Zum Inhalt

Extraction schema

An extraction is based on typed label-value pairs that we call entities and organize in a two-level hierarchy. In this example we show a hypothetical receipt extraction containing the following structure:

  • general information
    • receipt number: 110103
    • date of issue: 2023-08-28
  • payment details
    • net amount: 23.95 EUR
{
  "schema": "https://smartextract.ai/schemas/extraction/v0",
  "entities": [
    {
      "label": "general information",
      "type": "record",
      "value": [
        {
          "label": "receipt number",
          "value": "110103",
          "type": "text",
        },
        {
          "label": "date of issue",
          "type": "date",
          "value": "2023-08-28",
          "raw": "28.08.2023"
        }
      ],
    },
    {
      "label": "payment details",
      "type": "record"
      "value": [
        {
          "label": "net amount",
          "type": "quantity",
          "value": "23.95 EUR",
          "raw": "23,95 €"
        },
      ],
    }
  ],
}

As you can see, the extraction consists of a list of entities and each entity has a label key and a type key. Further details depend on the entity type:

  • record: These entities can appear only in the first hierarchical level. The value field is a list of subentities.
  • text: These are simple entities consisting of text extracted directly from the document under the value key.
  • date: These entities have a value key with a normalized date in YYYY-MM-DD format and a raw key containing the literal information as found in the document.
  • quantity: This entity type is used for numerical quantities with a unit of measurement. The value key contains the normalized information as a floating point number followed by a space followed by the unit of measurement. The raw property is the literal information as found in the document. Note in the example that the decimal comma in the raw property is converted to a decimal dot in the value field.

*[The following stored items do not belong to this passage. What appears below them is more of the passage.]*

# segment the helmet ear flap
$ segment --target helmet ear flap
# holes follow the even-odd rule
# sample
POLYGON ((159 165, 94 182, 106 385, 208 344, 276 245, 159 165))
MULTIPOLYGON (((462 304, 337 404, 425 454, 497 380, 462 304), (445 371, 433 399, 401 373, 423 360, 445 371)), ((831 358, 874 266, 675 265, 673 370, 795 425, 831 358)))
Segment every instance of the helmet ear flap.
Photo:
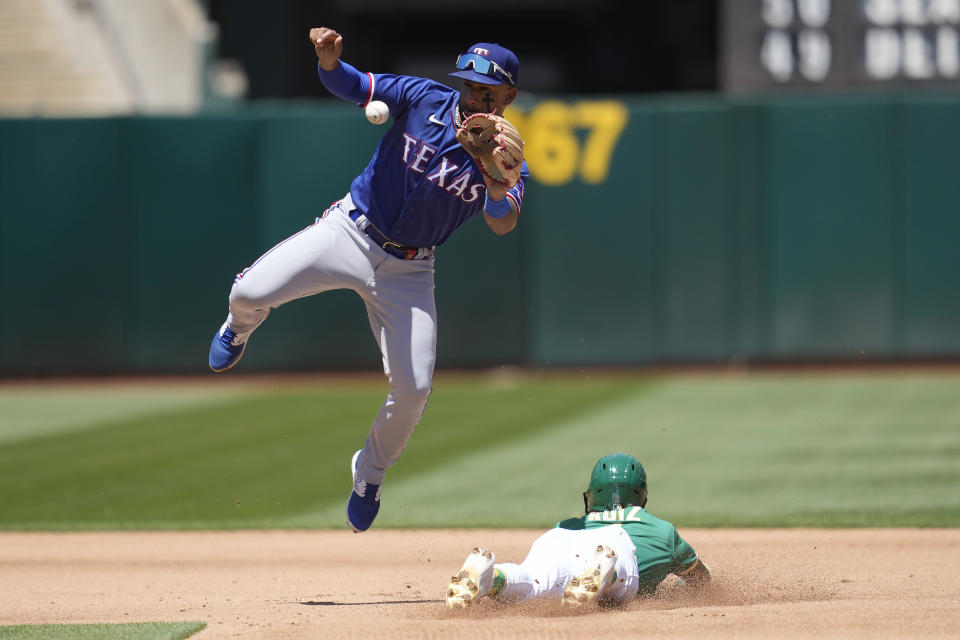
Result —
POLYGON ((584 491, 584 492, 583 492, 583 512, 584 512, 584 513, 590 513, 590 501, 587 500, 587 494, 588 494, 588 493, 590 493, 590 492, 589 492, 589 491, 584 491))
POLYGON ((639 505, 640 507, 646 507, 647 487, 631 487, 630 490, 633 493, 632 504, 639 505))

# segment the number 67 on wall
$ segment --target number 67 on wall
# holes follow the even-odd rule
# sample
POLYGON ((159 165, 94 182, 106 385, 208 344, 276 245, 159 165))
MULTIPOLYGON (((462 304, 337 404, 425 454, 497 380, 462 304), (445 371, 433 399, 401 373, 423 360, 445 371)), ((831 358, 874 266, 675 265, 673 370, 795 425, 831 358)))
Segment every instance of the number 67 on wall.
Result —
POLYGON ((504 116, 523 136, 531 177, 551 186, 566 184, 578 173, 587 184, 605 182, 630 119, 618 100, 545 100, 529 112, 508 107, 504 116), (580 130, 586 130, 582 144, 580 130))

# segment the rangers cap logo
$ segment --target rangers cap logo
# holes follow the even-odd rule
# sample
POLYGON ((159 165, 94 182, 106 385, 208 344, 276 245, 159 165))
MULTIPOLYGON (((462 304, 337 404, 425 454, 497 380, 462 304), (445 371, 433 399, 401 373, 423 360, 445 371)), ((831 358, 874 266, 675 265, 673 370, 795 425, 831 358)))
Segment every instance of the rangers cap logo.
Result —
POLYGON ((475 42, 457 56, 457 70, 449 74, 480 84, 517 86, 520 62, 510 49, 495 42, 475 42))

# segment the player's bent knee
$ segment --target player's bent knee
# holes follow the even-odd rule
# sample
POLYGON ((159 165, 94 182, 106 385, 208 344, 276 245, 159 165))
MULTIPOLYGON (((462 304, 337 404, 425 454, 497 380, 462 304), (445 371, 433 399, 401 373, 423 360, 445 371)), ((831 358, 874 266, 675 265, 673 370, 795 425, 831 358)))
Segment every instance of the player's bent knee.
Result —
POLYGON ((427 398, 430 397, 430 393, 433 391, 433 387, 420 387, 420 386, 396 386, 394 385, 393 397, 400 400, 401 398, 413 404, 426 404, 427 398))
POLYGON ((255 286, 240 280, 230 290, 230 306, 247 311, 266 309, 271 306, 268 292, 258 291, 255 286))
POLYGON ((390 393, 394 402, 409 407, 412 410, 422 412, 430 398, 433 387, 417 384, 397 384, 394 383, 390 393))

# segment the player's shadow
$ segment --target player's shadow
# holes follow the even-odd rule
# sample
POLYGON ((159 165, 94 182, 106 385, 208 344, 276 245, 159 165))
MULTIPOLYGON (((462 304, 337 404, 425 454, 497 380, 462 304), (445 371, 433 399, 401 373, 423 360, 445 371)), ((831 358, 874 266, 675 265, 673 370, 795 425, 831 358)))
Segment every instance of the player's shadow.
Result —
POLYGON ((439 603, 443 600, 370 600, 367 602, 336 602, 334 600, 306 600, 299 602, 308 607, 357 607, 377 604, 431 604, 439 603))

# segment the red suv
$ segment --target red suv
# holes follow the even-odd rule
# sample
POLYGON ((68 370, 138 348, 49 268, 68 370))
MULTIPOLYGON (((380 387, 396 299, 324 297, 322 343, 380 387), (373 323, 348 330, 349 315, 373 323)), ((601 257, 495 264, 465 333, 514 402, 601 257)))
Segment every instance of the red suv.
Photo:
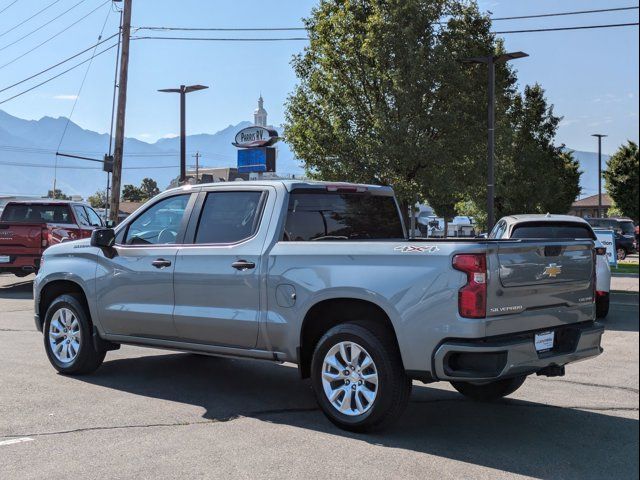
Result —
POLYGON ((102 226, 98 214, 83 203, 48 199, 9 202, 0 216, 0 273, 19 277, 35 273, 49 245, 90 237, 102 226))

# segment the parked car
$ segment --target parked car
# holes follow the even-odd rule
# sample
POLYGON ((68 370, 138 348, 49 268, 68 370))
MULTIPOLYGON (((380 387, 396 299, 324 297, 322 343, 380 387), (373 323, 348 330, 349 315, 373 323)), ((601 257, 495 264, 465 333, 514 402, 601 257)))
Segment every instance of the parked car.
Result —
POLYGON ((492 400, 599 355, 593 272, 591 239, 407 240, 388 187, 216 183, 47 249, 35 321, 68 375, 120 344, 294 362, 366 431, 412 379, 492 400))
POLYGON ((489 238, 584 238, 593 240, 596 253, 596 317, 609 313, 611 267, 607 249, 586 220, 572 215, 512 215, 501 218, 489 238))
POLYGON ((66 200, 12 201, 0 216, 0 273, 18 277, 37 272, 51 245, 88 238, 102 227, 88 205, 66 200))
POLYGON ((628 218, 587 218, 593 228, 613 230, 616 235, 616 255, 624 260, 627 255, 638 251, 636 230, 632 220, 628 218))

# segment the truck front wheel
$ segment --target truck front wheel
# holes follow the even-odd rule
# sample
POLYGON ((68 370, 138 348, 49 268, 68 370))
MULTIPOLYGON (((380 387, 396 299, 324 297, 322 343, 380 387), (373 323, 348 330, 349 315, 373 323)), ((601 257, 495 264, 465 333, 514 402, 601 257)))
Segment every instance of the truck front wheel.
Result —
POLYGON ((320 339, 311 380, 329 420, 354 432, 390 424, 411 394, 411 380, 395 342, 386 331, 367 323, 337 325, 320 339))
POLYGON ((451 382, 451 385, 465 397, 480 402, 490 402, 511 395, 522 386, 526 378, 523 375, 488 383, 451 382))
POLYGON ((106 352, 96 350, 89 314, 74 295, 60 295, 47 309, 44 348, 51 365, 66 375, 96 370, 106 352))

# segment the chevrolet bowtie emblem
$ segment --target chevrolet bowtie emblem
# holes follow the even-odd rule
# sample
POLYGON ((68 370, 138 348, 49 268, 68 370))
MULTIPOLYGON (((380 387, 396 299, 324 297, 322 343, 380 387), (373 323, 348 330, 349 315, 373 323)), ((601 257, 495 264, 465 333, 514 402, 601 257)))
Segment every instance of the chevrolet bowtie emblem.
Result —
POLYGON ((549 266, 544 268, 542 275, 549 275, 549 278, 556 278, 562 273, 562 265, 557 263, 550 263, 549 266))

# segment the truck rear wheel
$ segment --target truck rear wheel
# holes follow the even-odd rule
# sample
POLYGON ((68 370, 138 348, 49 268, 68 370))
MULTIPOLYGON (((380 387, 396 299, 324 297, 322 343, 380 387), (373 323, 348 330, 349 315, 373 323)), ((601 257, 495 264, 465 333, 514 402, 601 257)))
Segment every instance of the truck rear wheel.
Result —
POLYGON ((488 383, 451 382, 451 385, 465 397, 490 402, 511 395, 522 386, 526 378, 526 375, 523 375, 488 383))
POLYGON ((411 394, 393 339, 374 325, 344 323, 318 342, 311 380, 324 414, 354 432, 389 425, 404 411, 411 394))
POLYGON ((66 375, 96 370, 106 351, 96 350, 89 314, 73 295, 60 295, 47 309, 44 348, 51 365, 66 375))

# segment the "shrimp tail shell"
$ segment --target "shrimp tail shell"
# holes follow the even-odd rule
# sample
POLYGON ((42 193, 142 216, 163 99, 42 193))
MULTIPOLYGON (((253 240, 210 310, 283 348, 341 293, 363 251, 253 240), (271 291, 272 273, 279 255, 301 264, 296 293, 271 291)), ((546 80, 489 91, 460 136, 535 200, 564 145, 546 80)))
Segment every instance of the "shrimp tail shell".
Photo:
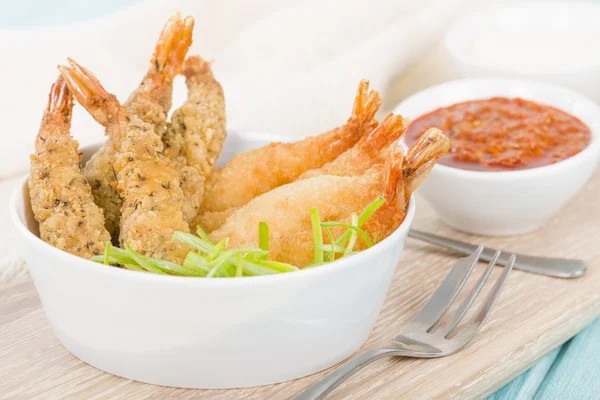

Now let's suppose our receipt includes additionally a couple of line items:

  • line item 1
    • description: Item A
    • price: 4.00 EUR
  • line item 2
    • description: Item B
    • price: 12.95 EUR

Then our extraction object would be extended in the following way:

{
  "schema": "https://smartextract.ai/schemas/extraction/v0",
  "entities": [
    {
      "label": "general information",
      ...
    },
    {
      "label": "payment details",
      ...
    },
    {
      "label": "line item",
      "type": "record",
      "index": 0,
      "value": [
        {
          "label": "description",
          "type": "text",
          "value": "Item A"
        },
        {
          "label": "price",
          "type": "quantity",
          "value": "4.00 EUR",
          "raw": "€ 4,-"
        }
      ]
    },
    {
      "label": "line item",
      "type": "record",
      "index": 1,
      "value": [
        {
          "label": "description",
          "type": "text",
          "value": "Item B"
        },
        {
            "label": "price",
            "type": "quantity",
            "value": "19.95 EUR",
            "raw": "€19,95"
        }
      ]
    }
  ]
}

What should be noted here is:

  • Each line item is presented as an entity with "label": "line item" of record type.
  • Each line item record has a fixed structured, with a description text field and a price quantity field.
  • Zero or more line item records may appear and each of them has an index key indicating its order. Contrast this with the "general information" and "payment details" fields, which appear exactly once and don't have an index key.

Finally, we note that entity objects may contain additional fields, including:

  • confidence: An indication of how sure the model is about the accuracy of the extracted information.
  • page and box: The location in the document where the information was found.

Those fields and more may be null or omitted. This depends on your specific inbox and pipeline settings.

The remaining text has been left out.